Dallas — "The last decisive moment of the play should be the expression of...absence."
—Eugene Ionecso in a letter to Sylvain Dhomme, the original director of The Chairs
On the day before opening of The Chairs, the McKinney Avenue Contemporary, which houses Kitchen Dog Theater, is eerily quiet. Small noises from the Black Box theater can be heard in the empty gallery and Managing Director Elizabeth Kegley strolls by with a dog under her arm and phone in hand.
When I peek into the black box, I see the set is being painted a stark, cold white. The only chairs I see will belong to the audience tomorrow. I knock over a broom and KDT Co-Artistic Director Tina Parker looks up, smiles and says "Hey Kid." Director Tim Johnson looks at his watch and says, "Oh yes! Lost track of time, hello!"
He grabs coffee from the office and we plop down in chairs in the gallery away from the fresh paint—a recommendation Parker makes for the sake of our brain cells. When I realize my recorder is dead, Johnson and I make embarrassingly bad small talk about technology that I listen back to later, as I set up voice memos on my iPhone just in time to capture the end of our conversation.
More than 50 years after the original production, Kitchen Dog Theater stages Ionesco's tragic farce The Chairs a repetitive story about earth's final couple seeking meaning. In perhaps the most challenging piece of his career (his words), Johnson has been reaching for a balance between the grotesque and the vaudevillian.
"I am drawn to the grotesque, but there is an element of clowning in the script," he says. "Those were inspirations, Chaplin, Buster Keaton, Punch and Judy. Finding the marriage between the clown and these people who are archetypal in that they are the last of humanity and they are beyond old. That tension has been very important to me."
The show stars KDT Company Member Rhonda Boutté and Shakespeare Dallas Executive and Artistic Director Raphael Parry—two veterans of Dallas stages. This show, which would be grueling for anyone, requires actors who are no longer young.
"In the middle of the play there is this chair extravaganza that is incredibly tasking," Johnson says. "Then they have to continue the play for another half-hour."
The Chairs is one of the great examples of theater of the absurd—the play forms without a cogent plot, relationships are not necessarily cause-and-effect and it points to the absurdity of the human condition. Many audience members will leave The Chairs without "getting it." I've read it three times and I'm not sure I "get it." But I had Johnson at my fingertips, who has spent a chunk of his career with absurd playwrights.
"You'll know the answer to this. How would you summarize or simplify this play…you know for a friend?" I avoid direct eye contact at this moment.

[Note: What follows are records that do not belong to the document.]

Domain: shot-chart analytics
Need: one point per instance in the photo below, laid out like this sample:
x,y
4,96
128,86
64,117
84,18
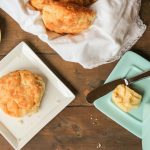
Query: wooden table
x,y
79,126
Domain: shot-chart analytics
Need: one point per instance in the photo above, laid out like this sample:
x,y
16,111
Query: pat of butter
x,y
126,98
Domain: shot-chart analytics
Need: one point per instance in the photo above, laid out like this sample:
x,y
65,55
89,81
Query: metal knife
x,y
106,88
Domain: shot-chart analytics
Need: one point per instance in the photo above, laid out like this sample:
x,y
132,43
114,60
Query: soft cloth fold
x,y
115,30
146,127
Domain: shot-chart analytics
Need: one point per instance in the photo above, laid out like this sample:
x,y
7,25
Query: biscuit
x,y
67,18
126,98
21,92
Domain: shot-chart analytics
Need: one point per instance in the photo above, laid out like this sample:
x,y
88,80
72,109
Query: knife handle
x,y
139,77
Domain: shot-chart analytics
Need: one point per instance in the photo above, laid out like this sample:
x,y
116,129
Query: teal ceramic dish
x,y
130,65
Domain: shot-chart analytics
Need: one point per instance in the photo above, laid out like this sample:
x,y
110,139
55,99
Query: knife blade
x,y
106,88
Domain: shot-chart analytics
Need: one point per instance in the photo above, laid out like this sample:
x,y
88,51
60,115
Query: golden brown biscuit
x,y
39,4
126,98
67,18
21,92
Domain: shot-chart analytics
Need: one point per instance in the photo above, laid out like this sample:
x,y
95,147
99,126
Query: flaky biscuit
x,y
126,98
67,18
39,4
21,92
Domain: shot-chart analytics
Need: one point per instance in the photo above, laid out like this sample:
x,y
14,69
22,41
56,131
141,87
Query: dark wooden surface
x,y
80,126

And his laugh implies the impossibility of my question, but he answers anyway.
"What I'm most drawn to is the humanity of the piece," he says. "For me the center of it is this need to make meaning or purpose of our lives and it's just an illusion—we're chasing after rabbits. Amidst all of the hilarity, that's the emotional center of it for me."
I want to ask him if the play reminds him of Groundhog Day, because it is repetitive, on the verge of monotonous. But I don't want to look ridiculous and before I can ask another question, he's drawing out for me all the ways in which he believes The Chairs was Edward Albee's inspiration for Who's Afraid of Virginia Woolf? (another show he directed for KDT, in the early 2000s). My ears perk up, afraid I'll miss the most compelling part of the interview, and I shake Sonny and Cher's "I Got You Babe" out of my head.

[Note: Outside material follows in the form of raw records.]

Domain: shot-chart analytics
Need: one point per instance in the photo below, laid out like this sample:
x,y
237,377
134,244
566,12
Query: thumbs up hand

"As far as I can gather from my research no critic has really written about this, other than that they're both absurdist theater," Johnson says. "But the couples bickering, the fake guests—there are too many similarities for it not to have been Albee's foundation."
At this point, I realize it may not be ridiculous to draw a line of comparison to Groundhog Day and I remember the Steven Dietz play Lonely Plant, which is upfront about drawing its plot from The Chairs, even quoting Ionesco directly.
Absurdist theater does that; abstract art is in so many ways a foundation for other kinds of art. Artists often draw inspiration from patterns, colors, size and subject of previous work. The Chairs, and in a broader sense Ionesco's whole career, allowed for much of the theater that followed.
When you're watching The Chairs, you're seeing so much more.